224: Capítulo 224: ¡¿Cómo pasaste de ser un streamer coqueto a un anfitrión de mukbang?
Durante los dos días siguientes, Jiang Feng continuó montando su puesto frente a la Academia Wansong, vendiendo sopa de fideos de arroz con caracoles.
Cada día presentaba diferentes platos estofados con distintos sabores, que los clientes podían mezclar y combinar a su gusto.

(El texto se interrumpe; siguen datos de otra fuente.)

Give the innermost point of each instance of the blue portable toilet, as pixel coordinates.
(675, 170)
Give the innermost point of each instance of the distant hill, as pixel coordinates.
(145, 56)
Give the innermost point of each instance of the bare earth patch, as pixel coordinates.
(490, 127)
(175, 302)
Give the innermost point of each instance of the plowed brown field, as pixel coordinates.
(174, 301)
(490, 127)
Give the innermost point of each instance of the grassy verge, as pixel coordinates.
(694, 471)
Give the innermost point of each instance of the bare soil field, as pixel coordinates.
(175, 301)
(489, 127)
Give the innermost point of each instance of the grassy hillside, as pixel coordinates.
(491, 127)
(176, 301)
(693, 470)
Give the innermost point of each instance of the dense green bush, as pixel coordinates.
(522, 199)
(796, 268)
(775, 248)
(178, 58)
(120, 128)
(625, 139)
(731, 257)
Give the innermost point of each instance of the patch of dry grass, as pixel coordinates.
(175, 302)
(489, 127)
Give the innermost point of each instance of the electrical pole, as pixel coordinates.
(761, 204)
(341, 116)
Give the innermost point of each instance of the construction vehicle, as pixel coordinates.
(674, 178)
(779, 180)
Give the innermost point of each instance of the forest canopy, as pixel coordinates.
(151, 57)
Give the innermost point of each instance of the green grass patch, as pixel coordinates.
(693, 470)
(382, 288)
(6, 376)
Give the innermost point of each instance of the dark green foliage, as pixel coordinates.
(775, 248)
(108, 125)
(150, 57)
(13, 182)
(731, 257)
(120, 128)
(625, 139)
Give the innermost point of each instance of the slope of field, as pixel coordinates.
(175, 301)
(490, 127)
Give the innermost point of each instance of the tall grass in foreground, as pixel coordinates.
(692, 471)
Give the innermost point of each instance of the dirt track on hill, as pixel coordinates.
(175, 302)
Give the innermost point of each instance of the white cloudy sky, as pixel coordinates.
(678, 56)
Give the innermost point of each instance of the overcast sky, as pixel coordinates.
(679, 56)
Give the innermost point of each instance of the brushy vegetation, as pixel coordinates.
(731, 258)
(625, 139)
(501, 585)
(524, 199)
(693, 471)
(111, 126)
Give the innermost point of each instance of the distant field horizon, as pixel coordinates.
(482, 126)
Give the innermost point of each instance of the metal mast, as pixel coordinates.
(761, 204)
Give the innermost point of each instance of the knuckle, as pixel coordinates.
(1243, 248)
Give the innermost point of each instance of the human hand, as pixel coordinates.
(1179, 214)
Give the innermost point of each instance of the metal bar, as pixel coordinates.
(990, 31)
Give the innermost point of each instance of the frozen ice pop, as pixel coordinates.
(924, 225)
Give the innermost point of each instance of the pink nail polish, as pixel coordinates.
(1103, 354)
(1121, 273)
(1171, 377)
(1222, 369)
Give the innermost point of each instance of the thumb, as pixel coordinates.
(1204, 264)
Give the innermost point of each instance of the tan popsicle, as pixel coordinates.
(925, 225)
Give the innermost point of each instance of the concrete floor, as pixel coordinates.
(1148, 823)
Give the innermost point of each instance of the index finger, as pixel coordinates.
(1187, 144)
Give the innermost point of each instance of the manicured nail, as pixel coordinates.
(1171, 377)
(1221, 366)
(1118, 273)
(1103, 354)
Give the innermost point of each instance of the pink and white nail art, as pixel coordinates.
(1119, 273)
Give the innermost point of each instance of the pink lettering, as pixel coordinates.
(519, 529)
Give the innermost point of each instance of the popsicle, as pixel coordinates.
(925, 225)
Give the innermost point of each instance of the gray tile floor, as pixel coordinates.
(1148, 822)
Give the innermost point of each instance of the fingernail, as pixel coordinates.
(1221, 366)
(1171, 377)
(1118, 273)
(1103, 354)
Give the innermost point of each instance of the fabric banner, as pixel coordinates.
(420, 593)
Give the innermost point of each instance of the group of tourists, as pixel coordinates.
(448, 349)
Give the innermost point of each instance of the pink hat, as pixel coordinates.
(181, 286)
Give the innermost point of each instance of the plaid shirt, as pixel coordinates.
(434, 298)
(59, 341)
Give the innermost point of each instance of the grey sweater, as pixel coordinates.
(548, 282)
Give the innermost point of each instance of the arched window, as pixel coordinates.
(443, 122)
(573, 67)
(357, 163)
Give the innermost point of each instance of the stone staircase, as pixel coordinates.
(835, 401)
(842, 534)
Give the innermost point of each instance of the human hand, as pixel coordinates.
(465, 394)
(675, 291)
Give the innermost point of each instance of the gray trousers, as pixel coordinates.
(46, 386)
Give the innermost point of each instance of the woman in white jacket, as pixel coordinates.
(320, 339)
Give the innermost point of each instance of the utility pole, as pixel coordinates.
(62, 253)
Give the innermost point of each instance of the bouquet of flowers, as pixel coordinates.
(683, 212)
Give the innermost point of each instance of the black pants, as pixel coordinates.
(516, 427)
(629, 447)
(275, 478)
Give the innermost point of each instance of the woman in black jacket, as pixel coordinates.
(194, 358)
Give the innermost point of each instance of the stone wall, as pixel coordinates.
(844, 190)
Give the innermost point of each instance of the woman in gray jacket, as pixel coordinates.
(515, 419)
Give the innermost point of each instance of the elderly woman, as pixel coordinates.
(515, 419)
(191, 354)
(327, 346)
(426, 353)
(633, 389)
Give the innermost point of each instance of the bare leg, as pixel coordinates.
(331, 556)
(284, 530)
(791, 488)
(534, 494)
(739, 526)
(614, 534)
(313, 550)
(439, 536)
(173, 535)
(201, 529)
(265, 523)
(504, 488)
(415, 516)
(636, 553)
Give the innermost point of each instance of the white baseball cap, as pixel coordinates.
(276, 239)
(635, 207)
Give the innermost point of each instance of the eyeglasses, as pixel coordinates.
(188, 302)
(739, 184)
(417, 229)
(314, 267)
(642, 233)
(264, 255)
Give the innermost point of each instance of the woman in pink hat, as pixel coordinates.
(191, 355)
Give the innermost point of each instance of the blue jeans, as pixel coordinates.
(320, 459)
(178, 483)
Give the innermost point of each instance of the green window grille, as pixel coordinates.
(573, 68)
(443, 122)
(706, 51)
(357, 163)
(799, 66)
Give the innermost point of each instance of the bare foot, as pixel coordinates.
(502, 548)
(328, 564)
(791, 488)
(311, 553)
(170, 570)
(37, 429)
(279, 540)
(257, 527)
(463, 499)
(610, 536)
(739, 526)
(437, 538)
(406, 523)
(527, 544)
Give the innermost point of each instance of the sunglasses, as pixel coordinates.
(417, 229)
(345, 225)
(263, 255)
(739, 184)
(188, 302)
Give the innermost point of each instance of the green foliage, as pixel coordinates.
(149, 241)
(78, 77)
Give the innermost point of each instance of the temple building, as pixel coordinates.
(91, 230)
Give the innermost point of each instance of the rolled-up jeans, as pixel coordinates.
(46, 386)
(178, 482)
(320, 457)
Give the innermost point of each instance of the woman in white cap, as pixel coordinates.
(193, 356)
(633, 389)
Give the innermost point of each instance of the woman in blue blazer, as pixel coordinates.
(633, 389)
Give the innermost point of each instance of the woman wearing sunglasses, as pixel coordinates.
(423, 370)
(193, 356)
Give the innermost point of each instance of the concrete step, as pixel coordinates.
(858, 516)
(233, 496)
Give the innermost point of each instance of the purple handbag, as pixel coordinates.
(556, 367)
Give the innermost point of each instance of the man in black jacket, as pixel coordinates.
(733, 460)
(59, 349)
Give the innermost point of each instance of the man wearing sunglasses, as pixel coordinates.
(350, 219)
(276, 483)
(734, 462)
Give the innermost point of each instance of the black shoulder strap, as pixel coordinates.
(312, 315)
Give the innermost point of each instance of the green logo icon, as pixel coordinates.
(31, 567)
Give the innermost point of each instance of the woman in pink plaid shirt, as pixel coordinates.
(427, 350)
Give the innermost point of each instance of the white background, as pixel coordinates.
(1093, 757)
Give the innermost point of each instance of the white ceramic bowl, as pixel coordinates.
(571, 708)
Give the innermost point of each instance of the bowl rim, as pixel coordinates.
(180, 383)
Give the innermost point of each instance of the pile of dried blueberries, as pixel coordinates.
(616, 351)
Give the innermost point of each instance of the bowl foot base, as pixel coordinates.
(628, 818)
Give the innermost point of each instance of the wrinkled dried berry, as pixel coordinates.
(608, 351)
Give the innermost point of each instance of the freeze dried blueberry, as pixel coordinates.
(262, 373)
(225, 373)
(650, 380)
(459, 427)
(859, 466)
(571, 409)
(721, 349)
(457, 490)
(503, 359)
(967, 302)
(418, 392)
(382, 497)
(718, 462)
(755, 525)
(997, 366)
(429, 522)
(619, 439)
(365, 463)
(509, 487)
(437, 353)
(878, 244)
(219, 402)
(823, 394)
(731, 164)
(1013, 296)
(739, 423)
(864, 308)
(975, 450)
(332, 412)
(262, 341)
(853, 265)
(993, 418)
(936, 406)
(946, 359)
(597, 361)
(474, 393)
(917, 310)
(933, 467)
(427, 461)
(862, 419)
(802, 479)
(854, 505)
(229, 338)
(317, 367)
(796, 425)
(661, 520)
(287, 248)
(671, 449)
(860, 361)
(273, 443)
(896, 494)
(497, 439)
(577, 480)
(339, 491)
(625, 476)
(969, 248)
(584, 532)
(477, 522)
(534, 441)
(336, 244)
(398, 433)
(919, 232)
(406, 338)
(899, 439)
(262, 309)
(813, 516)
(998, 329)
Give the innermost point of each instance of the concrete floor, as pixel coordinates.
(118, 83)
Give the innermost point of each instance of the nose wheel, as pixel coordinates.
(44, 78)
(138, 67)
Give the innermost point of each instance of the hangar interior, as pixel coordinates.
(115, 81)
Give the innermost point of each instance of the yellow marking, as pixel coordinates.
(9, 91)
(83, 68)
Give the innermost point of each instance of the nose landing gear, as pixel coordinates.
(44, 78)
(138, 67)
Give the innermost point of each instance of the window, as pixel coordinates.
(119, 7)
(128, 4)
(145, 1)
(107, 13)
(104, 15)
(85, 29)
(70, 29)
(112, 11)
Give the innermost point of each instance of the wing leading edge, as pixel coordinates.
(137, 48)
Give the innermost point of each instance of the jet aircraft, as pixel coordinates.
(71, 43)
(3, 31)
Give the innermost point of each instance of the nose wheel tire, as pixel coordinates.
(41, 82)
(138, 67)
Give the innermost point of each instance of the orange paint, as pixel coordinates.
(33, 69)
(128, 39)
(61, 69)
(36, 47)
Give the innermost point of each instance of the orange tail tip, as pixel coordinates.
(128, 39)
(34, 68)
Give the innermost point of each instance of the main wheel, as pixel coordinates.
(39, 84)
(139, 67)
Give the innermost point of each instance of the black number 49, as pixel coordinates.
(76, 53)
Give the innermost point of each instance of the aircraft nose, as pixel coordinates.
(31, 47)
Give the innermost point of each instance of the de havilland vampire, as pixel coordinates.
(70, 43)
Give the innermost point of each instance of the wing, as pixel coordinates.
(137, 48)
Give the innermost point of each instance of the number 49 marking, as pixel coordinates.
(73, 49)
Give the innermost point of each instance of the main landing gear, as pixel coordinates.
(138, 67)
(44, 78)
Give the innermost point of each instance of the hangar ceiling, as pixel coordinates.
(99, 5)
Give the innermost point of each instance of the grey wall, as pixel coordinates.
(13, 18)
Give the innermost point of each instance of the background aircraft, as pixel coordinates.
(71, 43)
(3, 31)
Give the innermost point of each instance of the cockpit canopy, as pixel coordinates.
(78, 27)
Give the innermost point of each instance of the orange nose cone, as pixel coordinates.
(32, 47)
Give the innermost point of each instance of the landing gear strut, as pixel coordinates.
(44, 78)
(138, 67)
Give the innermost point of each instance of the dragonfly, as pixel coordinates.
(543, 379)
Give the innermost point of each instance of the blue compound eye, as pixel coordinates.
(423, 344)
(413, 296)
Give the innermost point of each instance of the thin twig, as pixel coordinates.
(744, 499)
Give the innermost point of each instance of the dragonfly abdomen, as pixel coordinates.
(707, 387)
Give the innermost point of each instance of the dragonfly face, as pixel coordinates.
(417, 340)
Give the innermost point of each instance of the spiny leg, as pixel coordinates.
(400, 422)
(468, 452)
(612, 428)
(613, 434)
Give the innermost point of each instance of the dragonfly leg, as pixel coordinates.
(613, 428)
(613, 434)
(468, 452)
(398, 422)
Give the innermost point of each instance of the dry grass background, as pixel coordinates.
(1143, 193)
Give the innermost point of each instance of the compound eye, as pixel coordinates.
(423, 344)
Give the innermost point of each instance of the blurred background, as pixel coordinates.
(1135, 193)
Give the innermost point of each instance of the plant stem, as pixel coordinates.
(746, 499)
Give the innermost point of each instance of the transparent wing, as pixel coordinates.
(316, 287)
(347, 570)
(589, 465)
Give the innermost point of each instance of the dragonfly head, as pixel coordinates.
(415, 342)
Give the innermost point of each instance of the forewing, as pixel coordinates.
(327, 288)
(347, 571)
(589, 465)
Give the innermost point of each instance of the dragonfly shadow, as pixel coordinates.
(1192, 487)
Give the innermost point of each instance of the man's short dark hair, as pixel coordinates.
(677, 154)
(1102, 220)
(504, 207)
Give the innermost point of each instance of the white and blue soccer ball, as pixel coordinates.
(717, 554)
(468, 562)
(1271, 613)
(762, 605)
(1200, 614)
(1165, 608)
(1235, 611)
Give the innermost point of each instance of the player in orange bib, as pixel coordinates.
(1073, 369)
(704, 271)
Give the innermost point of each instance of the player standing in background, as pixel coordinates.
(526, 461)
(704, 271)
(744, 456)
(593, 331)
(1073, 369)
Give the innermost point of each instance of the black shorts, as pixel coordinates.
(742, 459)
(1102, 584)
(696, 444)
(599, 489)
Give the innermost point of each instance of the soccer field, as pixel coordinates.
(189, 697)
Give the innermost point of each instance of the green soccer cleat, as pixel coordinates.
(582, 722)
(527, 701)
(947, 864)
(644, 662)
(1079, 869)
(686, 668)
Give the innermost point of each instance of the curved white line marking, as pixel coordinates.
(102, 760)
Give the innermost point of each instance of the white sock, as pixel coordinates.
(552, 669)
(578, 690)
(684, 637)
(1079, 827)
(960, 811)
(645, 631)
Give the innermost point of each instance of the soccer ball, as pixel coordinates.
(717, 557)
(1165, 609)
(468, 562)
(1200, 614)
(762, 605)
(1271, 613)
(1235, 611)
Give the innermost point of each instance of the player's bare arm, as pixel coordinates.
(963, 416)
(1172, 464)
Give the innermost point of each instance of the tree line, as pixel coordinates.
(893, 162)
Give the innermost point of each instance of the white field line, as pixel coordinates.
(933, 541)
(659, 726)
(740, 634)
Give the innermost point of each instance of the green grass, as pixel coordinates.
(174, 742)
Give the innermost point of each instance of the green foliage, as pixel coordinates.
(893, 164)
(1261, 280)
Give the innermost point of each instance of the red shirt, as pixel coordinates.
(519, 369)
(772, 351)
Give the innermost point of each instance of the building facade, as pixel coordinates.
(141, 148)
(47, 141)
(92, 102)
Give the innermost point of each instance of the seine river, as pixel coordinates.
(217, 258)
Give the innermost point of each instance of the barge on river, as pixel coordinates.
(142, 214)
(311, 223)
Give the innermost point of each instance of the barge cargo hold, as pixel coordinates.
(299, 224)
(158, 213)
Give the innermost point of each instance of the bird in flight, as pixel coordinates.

Poco a poco, más y más vendedores se congregaron en las cercanías, y el número de clientes también aumentó.
Cuando Jiang Feng llegó por primera vez, este lugar era una zona vacía casi sin gente, con solo cinco o seis puestos que atendían a turistas o a padres que buscaban pareja para sus hijos.
Ahora, con el aumento del flujo de clientes, había aparecido un número especialmente grande de pequeños puestos, transformándolo en una auténtica calle gastronómica.
El número de clientes era realmente asombroso.
Desde que la sopa de fideos de arroz con caracoles de Jiang Feng ganó fama, mucha gente venía específicamente por él.
Muchos de los que al principio solo venían a sacar fotos quedaban conquistados al instante por su sabor inesperadamente delicioso.
Ahora, su sopa de fideos de arroz con caracoles seguía siendo la comidilla de la ciudad.
Cada vez que alguien pasaba y veía un pequeño puesto con una larga cola delante, sabía que era el de Jiang Feng.
Jiang Feng seguía preparando la sopa de fideos de arroz con caracoles a su propio ritmo, sin prisas.
En realidad, le parecía bastante sorprendente.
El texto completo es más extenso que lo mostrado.